Accumulated Depreciation – What is it?

Accumulated depreciation is a way to track how much an asset’s value decreases over time until it reaches the end of its useful life. You can figure this out using one of six different methods: straight line, declining balance, double-declining balance, sum-of-the-years’ digits, units of production, or half-year recognition.

When you buy an asset for your business, it starts with a certain market value. As time goes by or as you use it, that value goes down. This process is known as depreciation, which is basically the opposite of appreciation, where something gains value.

Companies can write off this decrease in value throughout the life of the item. Some assets that typically depreciate include:

  • Vehicles
  • Furniture
  • Computers
  • Equipment

You can find the total accumulated depreciation listed on a company’s balance sheet, right under the section for the related capitalized assets.
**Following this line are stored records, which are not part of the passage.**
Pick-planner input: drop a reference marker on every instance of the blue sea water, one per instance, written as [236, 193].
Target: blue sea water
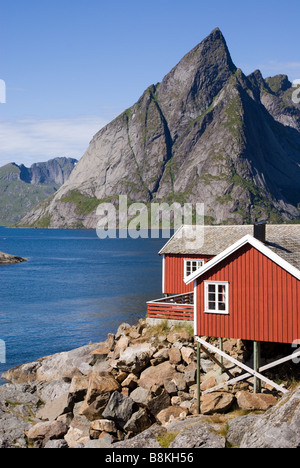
[74, 289]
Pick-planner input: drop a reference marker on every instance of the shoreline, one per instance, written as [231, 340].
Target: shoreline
[135, 390]
[7, 259]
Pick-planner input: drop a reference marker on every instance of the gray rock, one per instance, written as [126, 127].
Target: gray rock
[279, 427]
[139, 421]
[198, 436]
[145, 440]
[105, 442]
[55, 444]
[119, 409]
[237, 427]
[53, 409]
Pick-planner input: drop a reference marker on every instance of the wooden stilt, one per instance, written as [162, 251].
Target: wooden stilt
[198, 379]
[256, 362]
[242, 366]
[221, 357]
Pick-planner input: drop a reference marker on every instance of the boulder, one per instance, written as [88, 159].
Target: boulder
[141, 396]
[157, 376]
[171, 414]
[237, 427]
[180, 336]
[255, 401]
[208, 383]
[135, 358]
[53, 409]
[95, 410]
[119, 409]
[139, 421]
[174, 356]
[198, 436]
[217, 402]
[278, 428]
[79, 386]
[145, 440]
[99, 355]
[100, 383]
[56, 444]
[41, 433]
[79, 430]
[188, 355]
[159, 402]
[103, 425]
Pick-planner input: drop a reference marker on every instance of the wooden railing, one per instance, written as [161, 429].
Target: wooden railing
[180, 307]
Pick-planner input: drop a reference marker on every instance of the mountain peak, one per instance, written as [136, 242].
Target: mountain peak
[206, 133]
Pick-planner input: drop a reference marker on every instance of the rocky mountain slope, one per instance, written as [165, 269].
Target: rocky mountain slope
[207, 133]
[22, 188]
[137, 390]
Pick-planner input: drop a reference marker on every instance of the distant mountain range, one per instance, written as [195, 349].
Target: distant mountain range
[23, 188]
[207, 133]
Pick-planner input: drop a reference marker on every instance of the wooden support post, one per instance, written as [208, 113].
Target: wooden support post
[244, 367]
[221, 357]
[198, 379]
[256, 361]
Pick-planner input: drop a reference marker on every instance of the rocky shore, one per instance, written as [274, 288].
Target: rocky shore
[138, 390]
[6, 259]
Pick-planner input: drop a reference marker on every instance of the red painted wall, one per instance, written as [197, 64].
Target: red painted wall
[174, 273]
[264, 300]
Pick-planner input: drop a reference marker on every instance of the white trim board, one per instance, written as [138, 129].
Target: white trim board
[241, 365]
[260, 246]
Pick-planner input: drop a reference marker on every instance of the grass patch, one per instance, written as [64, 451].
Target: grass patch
[166, 440]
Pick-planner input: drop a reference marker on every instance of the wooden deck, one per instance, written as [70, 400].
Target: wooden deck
[179, 307]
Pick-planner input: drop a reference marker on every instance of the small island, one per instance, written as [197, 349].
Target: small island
[6, 259]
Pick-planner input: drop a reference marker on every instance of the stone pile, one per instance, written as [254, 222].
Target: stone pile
[141, 377]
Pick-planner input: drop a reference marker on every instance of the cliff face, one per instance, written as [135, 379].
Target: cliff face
[22, 188]
[206, 133]
[138, 390]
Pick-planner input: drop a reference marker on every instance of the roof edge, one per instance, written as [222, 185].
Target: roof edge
[248, 239]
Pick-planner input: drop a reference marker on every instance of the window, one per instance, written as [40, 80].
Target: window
[191, 265]
[216, 298]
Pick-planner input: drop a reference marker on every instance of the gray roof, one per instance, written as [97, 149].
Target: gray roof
[283, 239]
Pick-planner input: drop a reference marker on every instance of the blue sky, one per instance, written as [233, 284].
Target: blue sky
[71, 66]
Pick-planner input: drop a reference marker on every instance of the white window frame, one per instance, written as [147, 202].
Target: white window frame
[198, 260]
[206, 293]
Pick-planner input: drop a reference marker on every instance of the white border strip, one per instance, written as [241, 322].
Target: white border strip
[257, 245]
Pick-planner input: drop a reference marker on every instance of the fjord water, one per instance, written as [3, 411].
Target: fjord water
[74, 289]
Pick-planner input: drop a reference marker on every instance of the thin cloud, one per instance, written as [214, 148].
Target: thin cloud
[32, 140]
[274, 67]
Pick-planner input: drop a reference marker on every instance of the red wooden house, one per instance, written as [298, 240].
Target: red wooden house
[237, 282]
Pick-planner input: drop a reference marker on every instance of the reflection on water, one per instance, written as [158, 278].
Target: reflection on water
[74, 289]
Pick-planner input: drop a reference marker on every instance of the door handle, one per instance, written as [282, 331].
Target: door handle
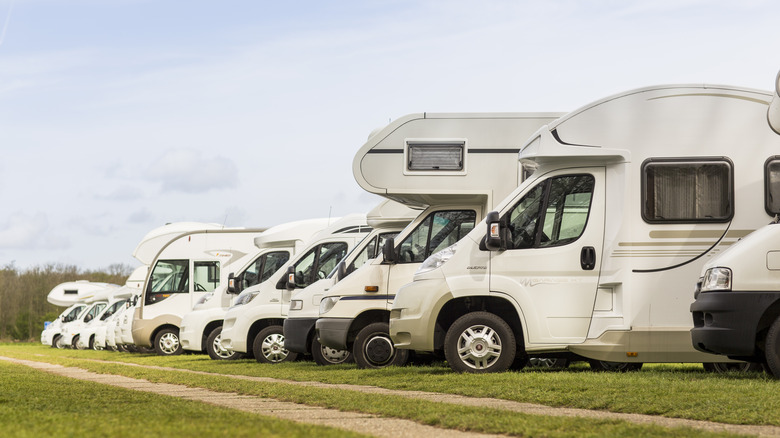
[588, 258]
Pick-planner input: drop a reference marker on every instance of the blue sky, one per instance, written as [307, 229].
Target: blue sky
[119, 116]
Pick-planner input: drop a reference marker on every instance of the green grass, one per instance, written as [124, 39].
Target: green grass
[528, 386]
[34, 404]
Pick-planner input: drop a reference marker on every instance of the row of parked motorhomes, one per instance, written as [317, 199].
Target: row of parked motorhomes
[503, 239]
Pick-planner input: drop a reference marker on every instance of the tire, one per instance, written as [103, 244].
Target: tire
[374, 349]
[166, 342]
[548, 362]
[328, 356]
[215, 349]
[772, 348]
[725, 367]
[268, 346]
[615, 367]
[480, 342]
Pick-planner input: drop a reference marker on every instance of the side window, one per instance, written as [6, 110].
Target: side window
[205, 276]
[687, 191]
[272, 262]
[436, 232]
[318, 262]
[370, 251]
[553, 213]
[772, 186]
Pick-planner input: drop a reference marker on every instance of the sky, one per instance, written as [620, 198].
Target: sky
[117, 117]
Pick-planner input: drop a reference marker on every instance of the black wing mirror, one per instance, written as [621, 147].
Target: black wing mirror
[495, 238]
[388, 251]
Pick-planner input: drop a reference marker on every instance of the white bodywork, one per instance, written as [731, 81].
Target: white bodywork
[208, 314]
[488, 172]
[266, 304]
[186, 268]
[632, 304]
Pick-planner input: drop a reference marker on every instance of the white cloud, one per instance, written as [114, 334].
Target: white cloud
[188, 171]
[25, 231]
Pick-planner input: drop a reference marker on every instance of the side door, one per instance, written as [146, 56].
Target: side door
[437, 231]
[314, 265]
[550, 268]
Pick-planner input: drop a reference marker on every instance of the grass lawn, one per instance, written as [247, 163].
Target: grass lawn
[678, 391]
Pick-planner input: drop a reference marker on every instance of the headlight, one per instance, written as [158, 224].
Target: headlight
[438, 259]
[245, 298]
[204, 298]
[716, 279]
[327, 303]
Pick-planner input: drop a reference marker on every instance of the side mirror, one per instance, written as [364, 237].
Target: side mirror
[232, 284]
[494, 238]
[341, 270]
[388, 251]
[290, 278]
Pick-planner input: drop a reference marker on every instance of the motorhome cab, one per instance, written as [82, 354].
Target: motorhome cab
[202, 327]
[454, 167]
[592, 255]
[254, 324]
[184, 270]
[71, 294]
[386, 220]
[737, 307]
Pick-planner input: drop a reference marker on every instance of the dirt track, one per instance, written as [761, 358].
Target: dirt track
[366, 423]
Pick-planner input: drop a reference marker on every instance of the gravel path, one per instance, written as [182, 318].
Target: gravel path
[374, 425]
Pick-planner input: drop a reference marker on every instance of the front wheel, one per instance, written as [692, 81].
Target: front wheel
[615, 367]
[268, 346]
[480, 342]
[215, 350]
[166, 343]
[374, 349]
[772, 348]
[328, 356]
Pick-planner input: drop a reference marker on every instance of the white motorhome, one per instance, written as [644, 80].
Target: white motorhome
[202, 327]
[386, 220]
[254, 324]
[593, 254]
[454, 167]
[186, 268]
[71, 294]
[737, 308]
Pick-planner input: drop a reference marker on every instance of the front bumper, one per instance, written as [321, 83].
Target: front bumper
[728, 322]
[296, 334]
[332, 332]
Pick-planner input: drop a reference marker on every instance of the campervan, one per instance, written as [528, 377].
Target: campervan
[452, 166]
[592, 255]
[253, 325]
[186, 268]
[202, 327]
[385, 220]
[74, 295]
[737, 308]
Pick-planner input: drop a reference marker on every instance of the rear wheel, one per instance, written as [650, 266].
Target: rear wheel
[166, 342]
[480, 342]
[374, 349]
[615, 367]
[328, 356]
[772, 348]
[215, 350]
[268, 346]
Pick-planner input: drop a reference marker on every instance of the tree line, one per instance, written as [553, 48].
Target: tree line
[23, 305]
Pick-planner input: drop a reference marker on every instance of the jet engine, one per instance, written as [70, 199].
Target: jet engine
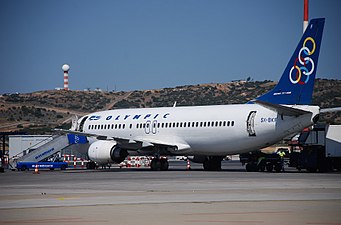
[103, 152]
[198, 158]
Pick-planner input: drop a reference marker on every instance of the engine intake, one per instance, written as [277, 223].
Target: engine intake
[104, 152]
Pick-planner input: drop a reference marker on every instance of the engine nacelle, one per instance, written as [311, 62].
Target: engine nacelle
[198, 158]
[104, 152]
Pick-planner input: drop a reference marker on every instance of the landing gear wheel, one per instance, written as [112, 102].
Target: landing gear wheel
[251, 167]
[213, 163]
[159, 164]
[164, 164]
[278, 167]
[91, 165]
[269, 167]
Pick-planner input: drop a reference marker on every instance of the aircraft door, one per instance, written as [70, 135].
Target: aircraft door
[250, 123]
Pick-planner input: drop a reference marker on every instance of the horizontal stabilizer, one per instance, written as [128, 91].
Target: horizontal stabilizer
[281, 109]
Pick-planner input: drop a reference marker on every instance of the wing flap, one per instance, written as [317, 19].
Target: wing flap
[281, 109]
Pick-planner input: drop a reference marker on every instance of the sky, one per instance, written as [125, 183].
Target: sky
[128, 45]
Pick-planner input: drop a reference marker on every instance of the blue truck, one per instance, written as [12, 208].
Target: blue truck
[41, 165]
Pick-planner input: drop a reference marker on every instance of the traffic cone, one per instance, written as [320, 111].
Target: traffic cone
[36, 171]
[188, 165]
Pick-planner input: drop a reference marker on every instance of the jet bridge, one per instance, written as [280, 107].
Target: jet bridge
[57, 144]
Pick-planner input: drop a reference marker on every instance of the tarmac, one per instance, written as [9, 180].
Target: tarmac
[138, 196]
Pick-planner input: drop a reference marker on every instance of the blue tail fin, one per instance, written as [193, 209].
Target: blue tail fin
[297, 82]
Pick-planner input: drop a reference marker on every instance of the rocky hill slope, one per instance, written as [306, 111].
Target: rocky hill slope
[38, 112]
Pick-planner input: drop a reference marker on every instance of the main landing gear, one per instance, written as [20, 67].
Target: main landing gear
[213, 163]
[159, 163]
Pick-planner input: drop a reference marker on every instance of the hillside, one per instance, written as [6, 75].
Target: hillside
[38, 112]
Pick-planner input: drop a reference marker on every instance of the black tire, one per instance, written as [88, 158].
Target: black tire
[155, 165]
[269, 167]
[24, 168]
[164, 164]
[278, 167]
[251, 167]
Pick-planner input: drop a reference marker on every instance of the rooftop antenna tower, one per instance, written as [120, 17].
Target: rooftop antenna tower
[66, 69]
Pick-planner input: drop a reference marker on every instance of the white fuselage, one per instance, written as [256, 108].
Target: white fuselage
[207, 130]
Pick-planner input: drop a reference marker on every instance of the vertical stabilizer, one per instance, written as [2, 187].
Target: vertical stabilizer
[297, 82]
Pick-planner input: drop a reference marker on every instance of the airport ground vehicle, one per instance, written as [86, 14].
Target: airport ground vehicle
[318, 149]
[41, 165]
[260, 161]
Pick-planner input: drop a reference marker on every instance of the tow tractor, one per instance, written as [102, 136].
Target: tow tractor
[42, 165]
[259, 161]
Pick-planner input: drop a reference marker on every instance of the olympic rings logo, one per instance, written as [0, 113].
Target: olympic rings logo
[306, 64]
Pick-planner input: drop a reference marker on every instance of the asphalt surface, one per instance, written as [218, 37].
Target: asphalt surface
[178, 196]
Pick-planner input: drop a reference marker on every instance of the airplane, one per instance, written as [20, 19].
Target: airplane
[209, 133]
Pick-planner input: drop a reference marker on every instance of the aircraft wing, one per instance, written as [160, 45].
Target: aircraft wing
[337, 109]
[143, 141]
[281, 109]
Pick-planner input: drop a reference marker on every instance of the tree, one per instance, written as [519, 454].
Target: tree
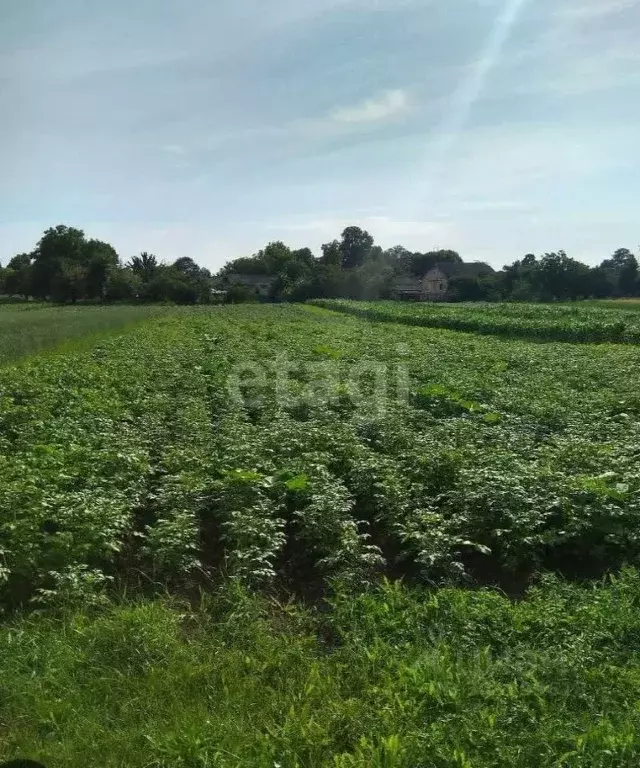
[355, 247]
[17, 276]
[331, 254]
[145, 266]
[101, 261]
[622, 272]
[188, 267]
[421, 263]
[59, 264]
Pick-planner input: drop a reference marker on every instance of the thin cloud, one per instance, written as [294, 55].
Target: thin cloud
[373, 110]
[174, 149]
Calculate Accumulated Depreciation

There are six recognized ways to calculate depreciation that are permitted by generally accepted accounting principles (GAAP). A company can choose from these options:

  • Straight line
  • Declining balance
  • Double-declining balance
  • Sum-of-the-years’ digits
  • Units of production
  • Half-year recognition

Straight Line Method

AAD=(Asset Value−Salvage Value)÷ULY
where:
AAD=Annual Accumulated Depreciation
ULY=Useful Life in Years

Declining Balance Method

AAD=Current Book Value× DR
where:
AAD=Annual Accumulated Depreciation
DR=Depreciation Rate

Double-Declining Balance Method – Accumulated Depreciation

D-DBMR=(100%÷ULY)×2
D-DBM=Depreciable Amount×D-DBMR
where:
D-DBMR=Double-Declining Balance Method Rate
ULY=Useful Life in Years
D-DBM=Double-Declining Balance Method

Sum-of-the-Years’ Digits Method

AAD=Depreciable Base×(IYN)÷SYD
where:
AAD=Annual Accumulated Depreciation
IYN=Inverse Year Number
SYD=Sum of Year Digits

Units of Production Method

AAD=(NUC÷TUTBC)×Depreciable Base
where:
AAD=Annual Accumulated Depreciation
NUC=Number of Units Consumed
TUTBC=Total Units To Be Consumed

Half-year recognition – Accumulated Depreciation

One popular approach to partially depreciating an asset is to account for half a year of depreciation in the year you buy it and another half year in the final year of its useful life. This method helps to evenly spread out the depreciation expense and accumulated depreciation during the years when the asset is only in use for part of the year.

Conclusion

A lot of businesses depend on capital assets like buildings, vehicles, equipment, and machinery to run their operations. According to accounting standards, these assets need to be depreciated over their useful lives.

This means that companies have to account for it, which is the total depreciation expense recorded throughout an asset’s life. You’ll find accumulated depreciation listed on the balance sheet as a contra asset, which lowers the net book value of the capital asset section.